Nineteen Eighty-Four was written during the early Cold War years and Stalin's regime. A lot of the dystopian agencies were based on what existed in the USSR at the time, eg. Thought Police was the Soviet NKVD.
I still have my old copy of the book. It's time for a re-read.
It is a bit Stalinist, but things like the new language Newspeak are extremely creepy.
For those who havent read it..
NewSpeak is a language being developed by the Party during the events of 1984. It is based on English, but is heavily simplified, removing both synonyms and antonyms: brilliant, amazing, wonderful, fantastic, awful, terrible, horrible and many others are condensed into good, plusgood, doubleplusgood, ungood, plusungood, and doubleplusungood. Its role is to narrow the range of thought. As thought can only happen with words, fewer words with simpler meanings and less of a range produce more concise thoughts, allowing the Party to have more control over its members.
Things like nursery rhyme's have disappeared.
"Oranges and Lemons" is an English nursery rhyme. It consists of a semi-nonsensical conversation between the bells of various London churches. In the novel, Winston reconstructs it by hearing fragments from various Londoners.
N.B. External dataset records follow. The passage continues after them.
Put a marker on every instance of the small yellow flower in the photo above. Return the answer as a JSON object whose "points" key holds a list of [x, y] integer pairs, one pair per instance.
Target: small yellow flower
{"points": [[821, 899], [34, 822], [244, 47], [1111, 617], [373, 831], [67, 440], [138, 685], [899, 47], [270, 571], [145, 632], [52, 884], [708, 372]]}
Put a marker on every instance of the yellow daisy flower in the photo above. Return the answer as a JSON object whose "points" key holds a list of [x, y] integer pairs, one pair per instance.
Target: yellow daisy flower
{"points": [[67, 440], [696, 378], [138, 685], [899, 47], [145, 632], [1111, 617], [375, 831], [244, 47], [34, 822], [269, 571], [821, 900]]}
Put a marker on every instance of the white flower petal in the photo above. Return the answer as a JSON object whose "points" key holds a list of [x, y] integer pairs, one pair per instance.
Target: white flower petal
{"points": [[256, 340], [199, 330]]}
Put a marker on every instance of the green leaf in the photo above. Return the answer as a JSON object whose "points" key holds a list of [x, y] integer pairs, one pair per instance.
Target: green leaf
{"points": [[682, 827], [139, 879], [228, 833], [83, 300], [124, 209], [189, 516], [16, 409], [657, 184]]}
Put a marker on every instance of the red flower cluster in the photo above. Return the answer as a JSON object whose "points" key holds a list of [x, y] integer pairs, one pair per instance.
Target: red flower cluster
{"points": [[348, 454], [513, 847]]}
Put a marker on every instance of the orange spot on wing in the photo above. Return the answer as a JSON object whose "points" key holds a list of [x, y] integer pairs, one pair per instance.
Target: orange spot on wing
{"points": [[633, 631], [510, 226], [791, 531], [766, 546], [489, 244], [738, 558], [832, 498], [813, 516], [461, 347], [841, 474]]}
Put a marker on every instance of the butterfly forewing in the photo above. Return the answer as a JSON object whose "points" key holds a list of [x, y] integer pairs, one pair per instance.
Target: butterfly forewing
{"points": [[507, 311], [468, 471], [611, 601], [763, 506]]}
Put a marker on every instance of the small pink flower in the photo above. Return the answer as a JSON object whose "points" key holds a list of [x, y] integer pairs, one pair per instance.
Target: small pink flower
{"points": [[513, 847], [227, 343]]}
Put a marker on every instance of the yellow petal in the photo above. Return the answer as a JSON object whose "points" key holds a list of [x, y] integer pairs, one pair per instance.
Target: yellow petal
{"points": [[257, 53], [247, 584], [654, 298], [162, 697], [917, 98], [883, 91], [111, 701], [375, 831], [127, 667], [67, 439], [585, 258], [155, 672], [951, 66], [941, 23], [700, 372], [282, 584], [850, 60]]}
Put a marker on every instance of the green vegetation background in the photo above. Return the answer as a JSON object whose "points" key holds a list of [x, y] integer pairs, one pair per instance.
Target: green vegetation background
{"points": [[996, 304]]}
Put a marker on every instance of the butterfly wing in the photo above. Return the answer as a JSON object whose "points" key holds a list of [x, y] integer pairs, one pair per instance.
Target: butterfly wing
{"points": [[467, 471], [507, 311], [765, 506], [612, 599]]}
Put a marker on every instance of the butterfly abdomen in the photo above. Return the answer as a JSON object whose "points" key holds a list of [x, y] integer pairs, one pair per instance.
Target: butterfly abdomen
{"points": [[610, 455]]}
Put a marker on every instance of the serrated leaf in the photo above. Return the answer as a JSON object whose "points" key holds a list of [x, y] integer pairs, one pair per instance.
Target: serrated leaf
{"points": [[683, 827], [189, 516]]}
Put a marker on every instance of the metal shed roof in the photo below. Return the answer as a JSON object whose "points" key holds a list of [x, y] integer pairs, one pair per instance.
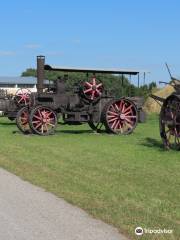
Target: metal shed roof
{"points": [[92, 70], [18, 80]]}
In Nineteen Eighty-Four, it serves as an example of the eradication of shared culture, and is foreshadowed as being lost forever after the final few people who remember it die.
"Oranges and lemons,"
Say the bells of St. Clement's.
"You owe me five farthings,"
Say the bells of St. Martin's.
"When will you pay me?"
Say the bells of Old Bailey.
"When I grow rich,"
Say the bells of Shoreditch.
Here comes a candle to light you to bed,
And here comes a chopper to chop off your head!